Hong Kong goes water sports crazy in early June, specifically with the Dragon Boat Festival. The annual event falls on the fifth day of the fifth lunar month, which in 2014 is June 2. During the festival, teams compete at various locations all over Hong Kong, including Stanley, Tai O, Aberdeen, Cheung Chau and Sai Kung. And then from June 6 to 8, international teams will compete against each other in Victoria Harbour.
It’s hard to imagine that the vibrancy and fun of of today’s colorful festivities originated in a tragedy that took place 2,000 years ago. The Dragon Boat Festival, also known as the Tuen Ng Festival, commemorates the death of Qu Yuan, a Chinese national hero. In a protest against corrupt rulers, Qu drowned himself in the Mi Lo River.
Hong Kong's Dragon Boat races are a riot of color — Photo courtesy of Hong Kong Tourism Board
To scare away fish from eating his body, the townspeople beat drums and threw glutinous rice dumplings called zongzi into the water. Today, this event is remembered by Chinese people around the world, who eat zongzi and go swimming or at least dip their hands in rivers or lakes.
But the real highlight of the festival is the fierce-looking dragon boats racing in a lively, vibrant spectacle. Teams race the elaborately decorated dragon boats to the beat of heavy drums. The special boats, which measure more than 10 meters, have ornately carved and painted "dragon" heads and tails, and each carries a crew of 20 to 22 paddlers.

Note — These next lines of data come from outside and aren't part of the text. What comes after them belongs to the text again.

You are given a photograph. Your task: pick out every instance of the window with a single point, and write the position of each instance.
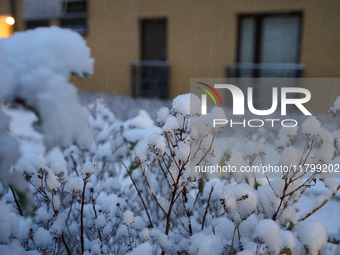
(31, 24)
(75, 17)
(271, 43)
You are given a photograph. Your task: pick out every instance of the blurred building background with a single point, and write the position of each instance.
(152, 48)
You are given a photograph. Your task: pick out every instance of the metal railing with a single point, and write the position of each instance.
(150, 78)
(262, 70)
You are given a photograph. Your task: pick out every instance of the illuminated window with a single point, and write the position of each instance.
(6, 26)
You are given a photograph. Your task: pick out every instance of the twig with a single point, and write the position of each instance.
(16, 201)
(208, 204)
(139, 194)
(64, 242)
(321, 205)
(82, 214)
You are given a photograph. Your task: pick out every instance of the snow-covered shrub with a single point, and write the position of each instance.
(134, 190)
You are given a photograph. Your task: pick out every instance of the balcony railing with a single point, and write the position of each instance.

Participants train in earnest for the competition. Sitting two abreast, with a steersman at the back and a drummer at the front, the paddlers race to reach the finish line, urged on by the pounding drums and the roar of the crowds.
Communities across Hong Kong celebrate the festival with locally organized dragon boat races, which are watched by hundreds of spectators.Bigger and bolder races take place on Victoria Harbour, when international dragon boaters vie for the championship.
It all started in 1976 when Hong Kong fishermen participated in an international dragon boat race (There was one foreign team – from Japan.) off Shau Kei Wan. Nobody would have guessed that this humble event would go on to spark an explosion of worldwide interest in dragon boat racing and transform this ancient Chinese folk ritual into a modern international sport.
This year, thousands of athletes from all over the world will compete in Victoria Harbour, with Hong Kong’s iconic skyline as the backdrop. As always, it promises to be a thrilling event in the home of modern dragon boat racing.